His middle name had been given to him by a previous adoptive family -- an adoptive family that had proved to be less than permanent for him. My son was never given a say-so regarding the name they saddled him with. In his words, he's "named after some dead guy." In truth, he was named after one of their family members, but the fact remains that the name was meaningless to my son.
My son and I decided to think about middle names, and we both needed to agree on the final choice. I suggested one of my favorite names -- "Landon." My son thought that was just OK. Later, I suggested making his last name from birth his new middle name. I thought that was a very sensitive and thoughtful suggestion.
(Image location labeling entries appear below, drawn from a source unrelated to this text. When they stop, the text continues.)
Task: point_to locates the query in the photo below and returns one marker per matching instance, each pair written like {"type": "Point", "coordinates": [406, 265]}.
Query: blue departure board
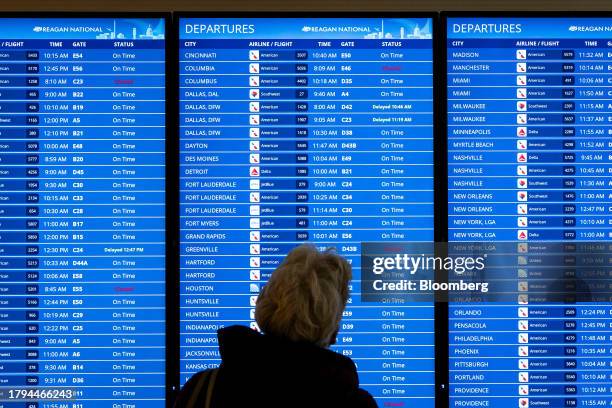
{"type": "Point", "coordinates": [82, 224]}
{"type": "Point", "coordinates": [529, 161]}
{"type": "Point", "coordinates": [300, 130]}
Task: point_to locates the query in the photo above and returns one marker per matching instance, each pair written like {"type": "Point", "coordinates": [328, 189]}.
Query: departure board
{"type": "Point", "coordinates": [300, 130]}
{"type": "Point", "coordinates": [529, 161]}
{"type": "Point", "coordinates": [82, 225]}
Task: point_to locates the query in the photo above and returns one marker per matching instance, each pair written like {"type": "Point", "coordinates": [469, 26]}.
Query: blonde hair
{"type": "Point", "coordinates": [305, 296]}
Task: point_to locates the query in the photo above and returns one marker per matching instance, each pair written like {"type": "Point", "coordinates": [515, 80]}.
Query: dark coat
{"type": "Point", "coordinates": [260, 370]}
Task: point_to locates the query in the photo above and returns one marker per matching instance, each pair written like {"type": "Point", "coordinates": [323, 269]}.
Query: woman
{"type": "Point", "coordinates": [289, 365]}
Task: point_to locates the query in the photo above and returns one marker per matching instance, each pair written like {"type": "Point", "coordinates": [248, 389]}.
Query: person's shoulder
{"type": "Point", "coordinates": [363, 399]}
{"type": "Point", "coordinates": [190, 387]}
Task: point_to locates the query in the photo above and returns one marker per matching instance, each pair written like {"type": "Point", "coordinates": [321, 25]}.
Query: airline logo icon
{"type": "Point", "coordinates": [254, 262]}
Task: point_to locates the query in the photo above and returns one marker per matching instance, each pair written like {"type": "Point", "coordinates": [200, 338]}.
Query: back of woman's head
{"type": "Point", "coordinates": [305, 296]}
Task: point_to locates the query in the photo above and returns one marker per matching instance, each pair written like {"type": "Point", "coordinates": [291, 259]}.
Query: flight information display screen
{"type": "Point", "coordinates": [529, 161]}
{"type": "Point", "coordinates": [82, 191]}
{"type": "Point", "coordinates": [300, 130]}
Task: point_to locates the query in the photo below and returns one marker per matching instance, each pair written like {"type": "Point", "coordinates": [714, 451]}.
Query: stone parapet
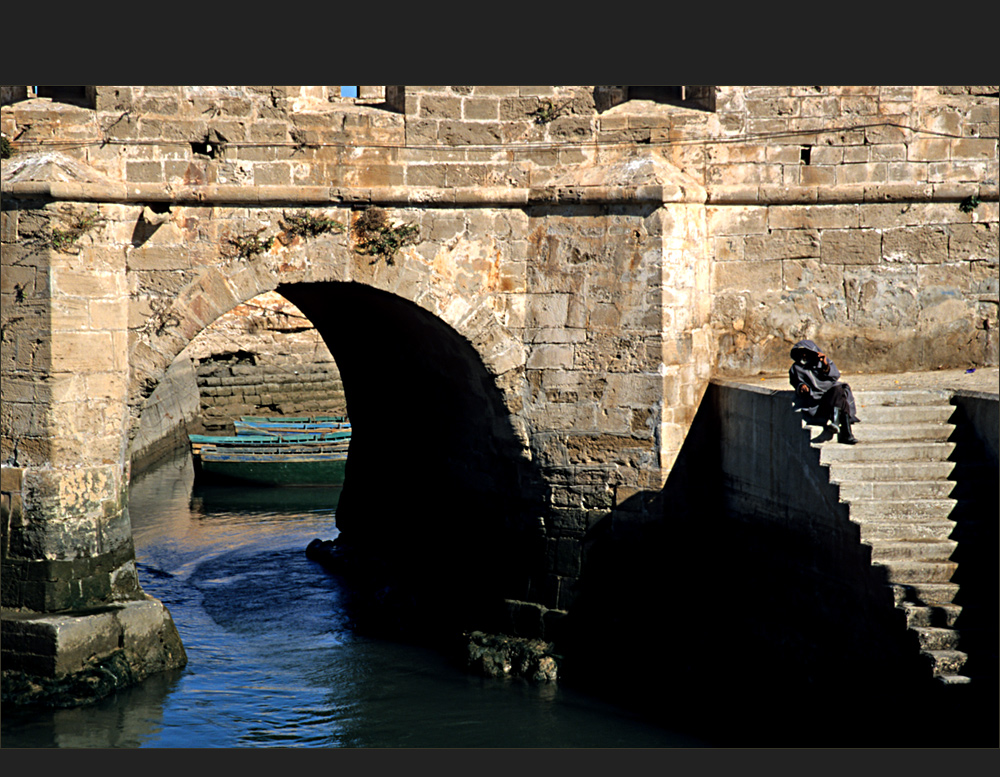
{"type": "Point", "coordinates": [54, 659]}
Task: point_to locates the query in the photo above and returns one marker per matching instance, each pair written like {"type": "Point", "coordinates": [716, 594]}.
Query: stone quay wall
{"type": "Point", "coordinates": [263, 357]}
{"type": "Point", "coordinates": [604, 251]}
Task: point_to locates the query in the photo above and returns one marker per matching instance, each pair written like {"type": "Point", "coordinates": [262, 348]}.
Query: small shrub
{"type": "Point", "coordinates": [65, 239]}
{"type": "Point", "coordinates": [377, 237]}
{"type": "Point", "coordinates": [969, 204]}
{"type": "Point", "coordinates": [246, 246]}
{"type": "Point", "coordinates": [307, 225]}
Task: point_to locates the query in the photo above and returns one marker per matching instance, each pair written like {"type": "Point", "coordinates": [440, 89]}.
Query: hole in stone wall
{"type": "Point", "coordinates": [205, 148]}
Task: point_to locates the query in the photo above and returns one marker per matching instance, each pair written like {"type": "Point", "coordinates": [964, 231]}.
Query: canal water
{"type": "Point", "coordinates": [273, 660]}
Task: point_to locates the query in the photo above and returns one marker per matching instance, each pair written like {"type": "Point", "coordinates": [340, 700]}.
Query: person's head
{"type": "Point", "coordinates": [804, 356]}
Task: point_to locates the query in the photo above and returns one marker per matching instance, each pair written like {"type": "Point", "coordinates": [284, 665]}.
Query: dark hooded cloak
{"type": "Point", "coordinates": [819, 377]}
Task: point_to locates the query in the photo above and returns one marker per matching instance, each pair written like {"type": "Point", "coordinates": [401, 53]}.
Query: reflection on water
{"type": "Point", "coordinates": [273, 661]}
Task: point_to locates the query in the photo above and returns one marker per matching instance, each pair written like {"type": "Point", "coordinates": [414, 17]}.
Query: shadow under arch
{"type": "Point", "coordinates": [436, 516]}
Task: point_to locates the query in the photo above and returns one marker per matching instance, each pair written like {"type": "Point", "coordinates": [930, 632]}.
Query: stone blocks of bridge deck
{"type": "Point", "coordinates": [55, 646]}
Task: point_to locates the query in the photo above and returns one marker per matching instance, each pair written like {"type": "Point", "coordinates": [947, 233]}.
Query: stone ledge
{"type": "Point", "coordinates": [57, 647]}
{"type": "Point", "coordinates": [857, 194]}
{"type": "Point", "coordinates": [465, 196]}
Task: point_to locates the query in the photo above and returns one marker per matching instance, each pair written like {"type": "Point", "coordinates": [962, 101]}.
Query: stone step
{"type": "Point", "coordinates": [939, 615]}
{"type": "Point", "coordinates": [845, 471]}
{"type": "Point", "coordinates": [901, 509]}
{"type": "Point", "coordinates": [906, 414]}
{"type": "Point", "coordinates": [946, 662]}
{"type": "Point", "coordinates": [935, 638]}
{"type": "Point", "coordinates": [924, 594]}
{"type": "Point", "coordinates": [877, 433]}
{"type": "Point", "coordinates": [851, 490]}
{"type": "Point", "coordinates": [896, 398]}
{"type": "Point", "coordinates": [912, 550]}
{"type": "Point", "coordinates": [917, 572]}
{"type": "Point", "coordinates": [887, 451]}
{"type": "Point", "coordinates": [905, 531]}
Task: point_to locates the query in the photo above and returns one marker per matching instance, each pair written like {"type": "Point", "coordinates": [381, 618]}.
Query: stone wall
{"type": "Point", "coordinates": [263, 357]}
{"type": "Point", "coordinates": [170, 413]}
{"type": "Point", "coordinates": [588, 259]}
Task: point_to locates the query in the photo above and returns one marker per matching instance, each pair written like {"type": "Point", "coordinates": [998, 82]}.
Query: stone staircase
{"type": "Point", "coordinates": [896, 483]}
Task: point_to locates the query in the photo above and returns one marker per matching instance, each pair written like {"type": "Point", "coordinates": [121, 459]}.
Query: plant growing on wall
{"type": "Point", "coordinates": [246, 246]}
{"type": "Point", "coordinates": [969, 204]}
{"type": "Point", "coordinates": [65, 239]}
{"type": "Point", "coordinates": [308, 225]}
{"type": "Point", "coordinates": [547, 111]}
{"type": "Point", "coordinates": [377, 237]}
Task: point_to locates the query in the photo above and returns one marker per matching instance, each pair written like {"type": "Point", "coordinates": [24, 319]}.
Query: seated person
{"type": "Point", "coordinates": [818, 392]}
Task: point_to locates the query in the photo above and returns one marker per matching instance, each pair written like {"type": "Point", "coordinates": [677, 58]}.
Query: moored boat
{"type": "Point", "coordinates": [275, 451]}
{"type": "Point", "coordinates": [291, 425]}
{"type": "Point", "coordinates": [277, 466]}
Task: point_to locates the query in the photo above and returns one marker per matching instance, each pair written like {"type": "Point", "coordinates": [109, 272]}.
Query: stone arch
{"type": "Point", "coordinates": [220, 287]}
{"type": "Point", "coordinates": [465, 463]}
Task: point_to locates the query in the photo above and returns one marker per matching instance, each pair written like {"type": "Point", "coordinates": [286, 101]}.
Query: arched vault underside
{"type": "Point", "coordinates": [437, 478]}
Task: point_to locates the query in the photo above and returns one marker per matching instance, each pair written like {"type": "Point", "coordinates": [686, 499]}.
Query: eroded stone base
{"type": "Point", "coordinates": [70, 659]}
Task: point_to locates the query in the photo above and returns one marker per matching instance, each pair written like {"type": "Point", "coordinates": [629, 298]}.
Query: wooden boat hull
{"type": "Point", "coordinates": [280, 468]}
{"type": "Point", "coordinates": [268, 440]}
{"type": "Point", "coordinates": [278, 427]}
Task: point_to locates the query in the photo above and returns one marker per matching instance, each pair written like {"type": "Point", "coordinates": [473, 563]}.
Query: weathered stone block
{"type": "Point", "coordinates": [841, 246]}
{"type": "Point", "coordinates": [921, 245]}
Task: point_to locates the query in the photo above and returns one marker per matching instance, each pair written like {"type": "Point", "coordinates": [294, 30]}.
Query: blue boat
{"type": "Point", "coordinates": [275, 451]}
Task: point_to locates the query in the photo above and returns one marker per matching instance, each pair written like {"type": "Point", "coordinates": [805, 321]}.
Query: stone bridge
{"type": "Point", "coordinates": [524, 339]}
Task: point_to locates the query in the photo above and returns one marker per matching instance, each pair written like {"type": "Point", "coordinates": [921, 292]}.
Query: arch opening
{"type": "Point", "coordinates": [437, 489]}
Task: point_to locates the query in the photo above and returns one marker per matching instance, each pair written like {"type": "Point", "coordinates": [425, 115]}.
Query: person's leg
{"type": "Point", "coordinates": [842, 402]}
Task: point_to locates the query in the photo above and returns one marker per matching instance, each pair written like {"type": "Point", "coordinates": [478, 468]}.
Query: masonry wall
{"type": "Point", "coordinates": [604, 256]}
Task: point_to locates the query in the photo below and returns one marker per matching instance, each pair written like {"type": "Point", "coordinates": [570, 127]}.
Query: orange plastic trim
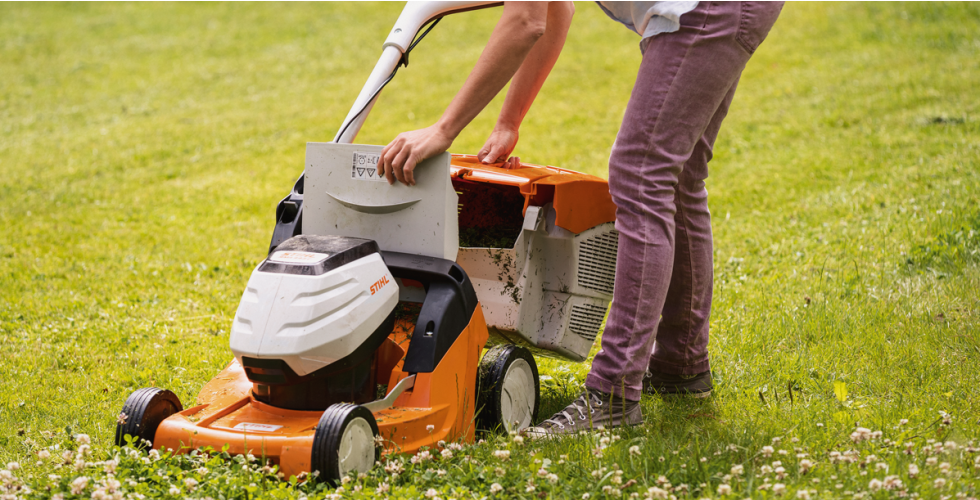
{"type": "Point", "coordinates": [581, 201]}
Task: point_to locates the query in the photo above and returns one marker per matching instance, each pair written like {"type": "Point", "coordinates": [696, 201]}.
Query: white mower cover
{"type": "Point", "coordinates": [311, 321]}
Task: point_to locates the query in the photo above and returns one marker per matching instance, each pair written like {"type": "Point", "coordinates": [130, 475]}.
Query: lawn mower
{"type": "Point", "coordinates": [364, 330]}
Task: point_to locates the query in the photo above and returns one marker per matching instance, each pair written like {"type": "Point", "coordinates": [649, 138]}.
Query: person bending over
{"type": "Point", "coordinates": [692, 55]}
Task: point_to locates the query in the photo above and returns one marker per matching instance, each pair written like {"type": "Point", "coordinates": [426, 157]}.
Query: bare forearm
{"type": "Point", "coordinates": [537, 65]}
{"type": "Point", "coordinates": [516, 34]}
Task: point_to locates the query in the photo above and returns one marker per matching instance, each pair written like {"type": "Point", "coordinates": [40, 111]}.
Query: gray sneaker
{"type": "Point", "coordinates": [666, 384]}
{"type": "Point", "coordinates": [589, 411]}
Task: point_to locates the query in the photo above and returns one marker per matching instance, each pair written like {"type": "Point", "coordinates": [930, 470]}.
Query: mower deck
{"type": "Point", "coordinates": [228, 415]}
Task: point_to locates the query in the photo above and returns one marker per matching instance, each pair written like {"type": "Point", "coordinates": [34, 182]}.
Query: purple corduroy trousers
{"type": "Point", "coordinates": [657, 169]}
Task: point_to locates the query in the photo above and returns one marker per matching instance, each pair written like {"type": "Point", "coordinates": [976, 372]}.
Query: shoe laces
{"type": "Point", "coordinates": [586, 401]}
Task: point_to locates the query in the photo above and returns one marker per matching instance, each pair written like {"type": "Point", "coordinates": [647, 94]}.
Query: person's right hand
{"type": "Point", "coordinates": [499, 146]}
{"type": "Point", "coordinates": [399, 158]}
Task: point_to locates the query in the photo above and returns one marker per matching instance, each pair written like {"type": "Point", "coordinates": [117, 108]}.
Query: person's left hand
{"type": "Point", "coordinates": [399, 158]}
{"type": "Point", "coordinates": [499, 146]}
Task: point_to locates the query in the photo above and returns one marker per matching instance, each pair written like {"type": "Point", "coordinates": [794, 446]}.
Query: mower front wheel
{"type": "Point", "coordinates": [509, 389]}
{"type": "Point", "coordinates": [344, 442]}
{"type": "Point", "coordinates": [142, 413]}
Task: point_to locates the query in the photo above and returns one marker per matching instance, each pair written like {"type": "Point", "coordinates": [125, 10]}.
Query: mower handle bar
{"type": "Point", "coordinates": [413, 17]}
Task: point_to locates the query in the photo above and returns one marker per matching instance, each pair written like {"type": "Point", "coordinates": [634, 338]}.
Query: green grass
{"type": "Point", "coordinates": [143, 148]}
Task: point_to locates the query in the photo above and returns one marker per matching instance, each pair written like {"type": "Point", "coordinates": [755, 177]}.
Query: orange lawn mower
{"type": "Point", "coordinates": [362, 332]}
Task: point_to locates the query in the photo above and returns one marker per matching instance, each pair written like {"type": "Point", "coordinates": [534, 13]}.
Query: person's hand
{"type": "Point", "coordinates": [499, 146]}
{"type": "Point", "coordinates": [399, 158]}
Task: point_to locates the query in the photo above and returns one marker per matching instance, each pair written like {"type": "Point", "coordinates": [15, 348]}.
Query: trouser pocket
{"type": "Point", "coordinates": [755, 21]}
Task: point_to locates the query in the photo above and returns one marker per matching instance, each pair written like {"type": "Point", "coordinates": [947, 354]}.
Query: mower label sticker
{"type": "Point", "coordinates": [365, 167]}
{"type": "Point", "coordinates": [378, 284]}
{"type": "Point", "coordinates": [245, 426]}
{"type": "Point", "coordinates": [287, 257]}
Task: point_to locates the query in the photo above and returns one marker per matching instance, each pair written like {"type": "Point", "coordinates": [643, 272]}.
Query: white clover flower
{"type": "Point", "coordinates": [422, 457]}
{"type": "Point", "coordinates": [892, 483]}
{"type": "Point", "coordinates": [78, 485]}
{"type": "Point", "coordinates": [805, 466]}
{"type": "Point", "coordinates": [861, 434]}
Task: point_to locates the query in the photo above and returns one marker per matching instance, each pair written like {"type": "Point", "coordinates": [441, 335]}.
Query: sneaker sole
{"type": "Point", "coordinates": [694, 395]}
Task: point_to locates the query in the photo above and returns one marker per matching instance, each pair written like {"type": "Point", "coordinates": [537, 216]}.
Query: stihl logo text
{"type": "Point", "coordinates": [378, 284]}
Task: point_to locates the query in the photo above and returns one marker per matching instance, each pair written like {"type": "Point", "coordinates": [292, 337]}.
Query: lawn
{"type": "Point", "coordinates": [143, 148]}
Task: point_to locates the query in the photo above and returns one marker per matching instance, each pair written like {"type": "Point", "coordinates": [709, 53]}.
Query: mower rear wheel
{"type": "Point", "coordinates": [142, 413]}
{"type": "Point", "coordinates": [344, 442]}
{"type": "Point", "coordinates": [509, 391]}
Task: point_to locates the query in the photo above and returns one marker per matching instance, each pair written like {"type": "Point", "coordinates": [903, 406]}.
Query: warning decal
{"type": "Point", "coordinates": [290, 257]}
{"type": "Point", "coordinates": [248, 427]}
{"type": "Point", "coordinates": [365, 167]}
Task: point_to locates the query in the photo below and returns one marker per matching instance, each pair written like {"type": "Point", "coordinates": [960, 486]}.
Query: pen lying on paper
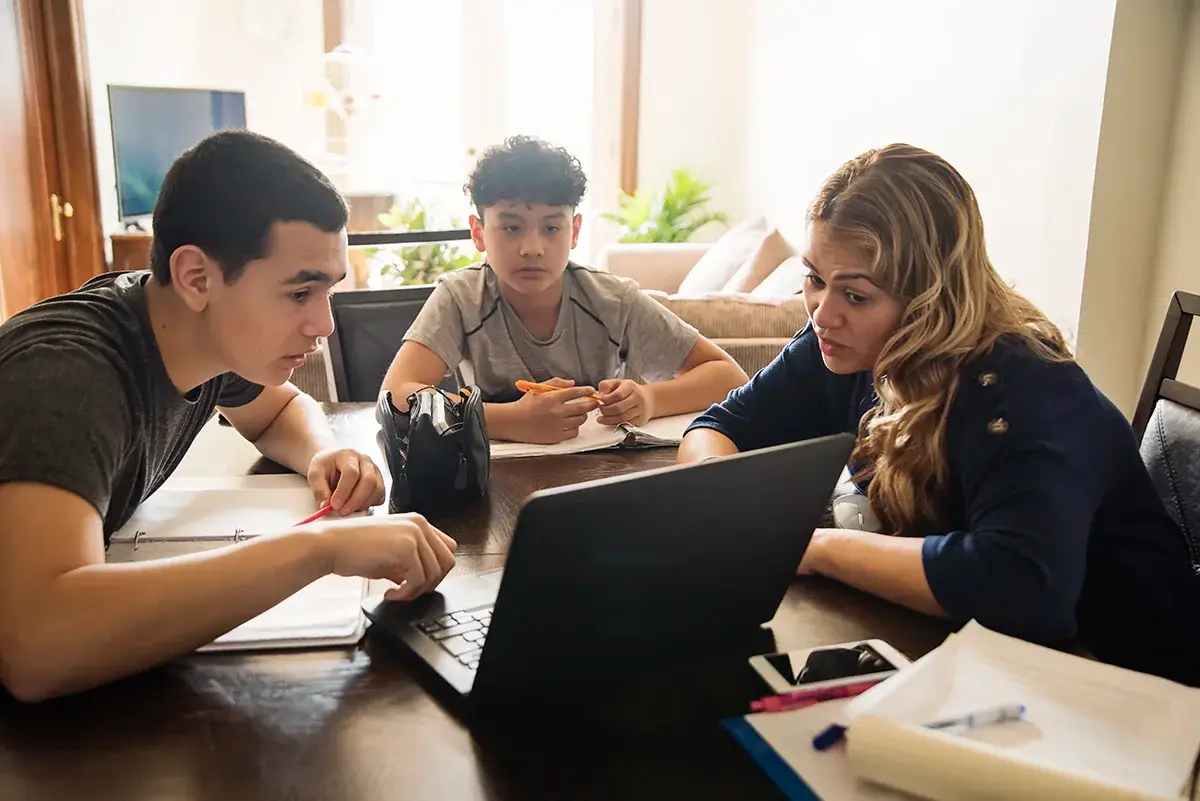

My son, however, pretended to stick his finger down his throat and gag. I guess he didn't like the idea.
My son did, however, have some ideas of his own. The first was "Grizzly." I have to admit, I thought it was kind of cool. However, his next suggestions -- "Darth Vader" and "Vin Diesel" -- took mere seconds for me to veto. My son also decided that if I wanted "Landon," he'd rather switch to "London." It was unusual, and seeing as neither of us have even been there, a bit meaningless. But it wasn't a bad name.
Then one day it hit me. I walked into the living room and said one word: "Jack."
My son's mouth slowly spread into a huge grin. "Like my foster dad's name?" he asked. I nodded, and he jumped up and hugged me. My son loves his former foster dad and really looks up to him. Why we didn't think to name my son after his foster dad right away is beyond me.
Within months, it was official. While my son's name doesn't really have a great ring with his new middle and last names, it doesn't matter. It's a name with meaning. A name with history. A name that we picked together. A name that gave my son the power to choose who he is going to be.